Il restait deux voyages de luzerne à « monter » dans le silo de 60 pi au moment où Henri s’est hissé en haut de l’échelle, afin de surveiller le remplissage depuis le panier à l’extérieur. L’homme a inhalé des vapeurs de dioxyde d’azote pendant près de 15 minutes, mais ne s’en est pas rendu compte, puisque le gaz était mélangé à la poussière causée par le remplissage.
Henri est redescendu, a continué à travailler durant une heure et a fait le tour de l’étable. Puis, il a décidé de rentrer chez lui en raison d’un mal de tête qui l’incommodait. « Ça prend entre deux et six heures avant de faire effet », a appris Adrien André après s’être entretenu avec les médecins. L’homme de 74 ans était retraité du domaine de la construction et allait régulièrement aider son frère et son neveu à la ferme familiale.
Une fois chez lui, il s’est allongé sur son lit et a commencé à ressentir les effets du gaz. L’ambulance est arrivée, et « quand on leur a dit que ce matin-là on avait ensilé de la luzerne, les secouristes l’ont plongé dans un coma artificiel. Mon frère n’en est jamais ressorti », raconte, ému, Adrien André à la Terre. L’homme a été « débranché » une semaine plus tard, le 11 septembre.
Sécheresse
Bien que la Commission des normes, de l’équité, de la santé et de la sécurité du travail (CNESST) ait confirmé vouloir mener une enquête pour connaître les circonstances entourant l’accident, la sécheresse qui a sévi dans le sud-ouest de la province cet été semble avoir été la grande responsable du drame.
Les experts en fourrages de Valacta Robert Berthiaume et Daniel Lefebvre confirment qu’en période de sécheresse, la photosynthèse de la plante ne s’effectue pas à son plein potentiel.

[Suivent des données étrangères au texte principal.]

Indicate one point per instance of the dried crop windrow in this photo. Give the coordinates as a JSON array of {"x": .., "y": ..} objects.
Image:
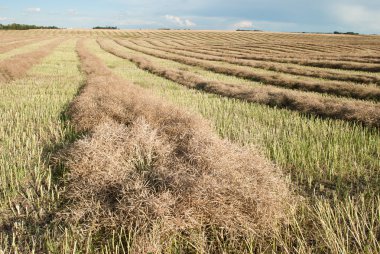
[
  {"x": 363, "y": 112},
  {"x": 270, "y": 66},
  {"x": 239, "y": 51},
  {"x": 335, "y": 88},
  {"x": 14, "y": 45},
  {"x": 314, "y": 63},
  {"x": 145, "y": 162},
  {"x": 18, "y": 65}
]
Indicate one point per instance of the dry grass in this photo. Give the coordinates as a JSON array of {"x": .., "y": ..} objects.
[
  {"x": 365, "y": 113},
  {"x": 329, "y": 87},
  {"x": 222, "y": 55},
  {"x": 18, "y": 65},
  {"x": 16, "y": 44},
  {"x": 146, "y": 163}
]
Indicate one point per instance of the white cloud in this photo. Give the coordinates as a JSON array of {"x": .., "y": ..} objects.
[
  {"x": 72, "y": 12},
  {"x": 243, "y": 24},
  {"x": 180, "y": 21},
  {"x": 357, "y": 16},
  {"x": 33, "y": 9}
]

Celle-ci n’est alors pas en mesure de transformer en protéines les nitrates contenus dans les fertilisants, qui s’accumulent donc dans la plante. Une fois fauché, le plant en fermentation dégage du dioxyde d’azote. « Ce qui n’a pas aidé non plus, c’est que la luzerne est fauchée sur 16 pi de large et ramenée en andains de 1 1/2 pi sur 4 pi, fait valoir Adrien André. L’azote n’a pas eu le temps de s’évaporer. »
Par prévention, « on ne devrait jamais monter dans un silo sans un système respiratoire autonome comme celui que portent les pompiers, souligne Robert Berthiaume. Les accidents liés aux gaz sont plus fréquents qu’on pense ». La famille André a commandé des détecteurs de dioxyde d’azote pour ses prochains ensilages. « Personne n’en a et pourtant, tous les producteurs qui ensilent devraient en avoir », conclut la femme d’Adrien André, Suzanne André.